On the week the CAD (+1.39%), NOK (+1.05%) and AUD (0.70%) were the top G10 performers. The AUD starts the new week at 0.7308 and still remains unable to make a sustain break above 0.7315. Iron ore recovery, up over 6% on Friday along with gains in energy prices are helpful commodity tailwinds while today NSW embarks on the first stage of reopening, good news for the economy.
Meanwhile the NZD closed Friday at around 0.6930, little changed on the week and unable to get any support from the RBNZ decision to lift the cash rate by 0.25bps to 0.5%. NZ Covid-19 cases continue to trend higher, with 60 cases reported yesterday and the seven-day average of new daily cases up to 37, both their highest levels since early September. Moreover, cases are now popping up in other areas of the North Island, with Northland put into an alert level 3 lockdown on Friday night and a case discovered in the Bay of Plenty over the weekend. The NZ government will announce today if it has decided to tweak more concessions into Auckland’s broader level 3 status.
After two solid days of gains, US equities ended Friday a little bit softer, the S&P 500 was down by 0.1% and Nasdaq was lower by 0.4%. Energy and financials stocks closed higher while healthcare and materials sectors were the big underperformers.
Looking at the week our S&P/ASX200 was the top performer, up 1.83% with China CSI 300
up 1.31%. US and European equities recorded modest gains for the week while the Nikkei was the big underperformer, down 2.51%.
Commodities had a good week with iron ore gaining over 6% on Friday, close to 9% on the week (Singapore futrues closing at $ 124.65). Metals and energy also did well up close to 3% n the week with copper (2%) not too far behind while gold was unchanged.
The FT reports the EU has rejected the UK’s demands for a rewrite of the Brexit Northern Ireland protocol. The Guardian also notes that the UK is set to reject the EU proposal due to be unveil on Wednesday on the basis that it doesn’t go far enough. Key demands include an end to the EU imposition of inter-UK goods trade as well as the removal of the European Commission oversight protocol by the European Court of Justice (ECJ). Commentators have warned that the lack of concession on the ECJ would give the UK the justification to trigger article 16, placing the Northern Ireland protocol into a formal dispute process, implying the risk of the introduction of tariffs and quotas.
In other news, on Friday the OECD announced an agreement to implement a global minimum corporate tax , the breakthrough was achieved after some changes to the original text, namely that the rate of 15% will not be increased at a later date, and that small businesses will not be hit with the new rates. Ireland and Hungary, long time opponents to the proposal, came on board after the 15% tax level was agreed and reassurances were given that on a lengthy implementation period.

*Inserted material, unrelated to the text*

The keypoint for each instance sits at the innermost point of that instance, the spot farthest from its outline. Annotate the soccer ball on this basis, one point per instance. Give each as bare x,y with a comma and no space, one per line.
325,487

On Saturday Chinese President Xi Jinping reiterated his ambition to peacefully reunite with Taiwan , noting unification in a “peaceful manner” was “most in line with the overall interest of the Chinese nation, including Taiwan compatriots”. But he added: “No one should underestimate the Chinese people’s staunch determination, firm will, and strong ability to defend national sovereignty and territorial integrity.”. Taiwan’s President Tsai said a speech that her government will not bow down to pressure from Beijing and will continue to bolster the island’s defences in order to protect its democratic way of life . In a statement China noted Tsai’s speech incited confrontation and distorted facts, adding that seeking Taiwan independence closes the door to dialogue.